Une fois collectés, via des conteneurs (71 %), des déchetteries (13 %), des associations (11%) ou encore des points de dépôts ponctuels (3 %), les vêtements sont triés. Mais pas tous. Chaque année, environ 50 000 tonnes de vêtements et chaussures sont collectés sans passer par la case tri. Ils sont souvent cédés à des opérateurs non conventionnés ou associatifs qui orientent en direct les articles réutilisables vers des boutiques en France. Et une petite partie, humide ou souillée, est jetée car inutilisable.
95 % des vêtements triés et réutilisables partent à l’étranger
A l’issue de ce tri, environ 56 % des articles sont orientés vers une réutilisation.
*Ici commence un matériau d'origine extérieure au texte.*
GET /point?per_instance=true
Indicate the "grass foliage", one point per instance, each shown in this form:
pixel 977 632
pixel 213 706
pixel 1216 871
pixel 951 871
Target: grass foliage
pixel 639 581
C’est-à-dire qu’ils seront revendus sur les marchés du vêtement d’occasion, qu’il s’agisse de points de vente associatifs ou de friperies, en France ou à l’étranger. Mais seuls 5 % de ces vêtements et chaussures sont revendus en France. « En trente ans, la crème revendable en France est tombée de 8 % à 5 % de la collecte, tout en représentant 30 % de nos recettes », précise Pierre Duponchel, fondateur du Relais, qui collecte les vêtements, dans Les Echos.
Le reste part pour l’étranger. Au Maghreb et en Afrique Sub-saharienne en priorité. Une partie transite avant cela par le Benelux, la Tunisie et les Émirats Arabes Unis où vêtements et chaussures peuvent être triés plus finement avant d’être réexpédiés.
Un tiers du « collecté-trié » est recyclé
Mais tous les vêtements et chaussures ne sont pas d’assez bonne qualité pour être réutilisés. Environ un tiers des pièces triées est recyclé. C’est-à-dire qu’elles sont transformées en nouveaux produits, en chiffons, en géotextiles, en fibres ou plastiques composites. Les pièces peuvent rester dans la filière textile, mais aussi être orientées vers d’autres secteurs comme le bâtiment, l’automobile ou la plasturgie.
Ce qui n’est ni réutilisé, ni recyclé est transformé en combustible solide de récupération (9,1 %). Il est ensuite brûlé dans des chaudières ou fours adaptés ou en usines d’incinération. Une petite part (0,7 %) est directement incinérée dans un but de valorisation énergétique. Le reste (0,4 %) est incinéré sans récupération de chaleur ou enfoui.
Une filière du recyclage à développer en France et en Europe
Pour Refashion, l’urgence en France et en Europe est de développer une industrie du recyclage des vêtements. « En 2020, la pandémie a mis en évidence l’ultra-dépendance de la filière textile envers le grand export, tant pour l’amont que pour l’aval (exportations des textiles ou chaussures usagés à réutiliser et à recycler). » Lorsqu’en 2020, l’Afrique et l’Asie, confinées, ont stoppé leurs achats, le stockage des vêtements en France coûtant cher, la collecte s’y est arrêtée ».
Il faut donc développer le recyclage. Les vêtements qui vont être recyclés doivent être triés par matière. « Pour que cette étape de tri soit fiable, il est nécessaire d’utiliser des machines », explique l’éco-organisme. Il existe plusieurs technologies de tri automatisé. Et des démonstrateurs installés existent en Europe (en Allemagne, en Suède, aux Pays-Bas). Mais ils sont encore rares et ne permettent pas à l’heure actuelle de recycler efficacement les vêtements en Europe.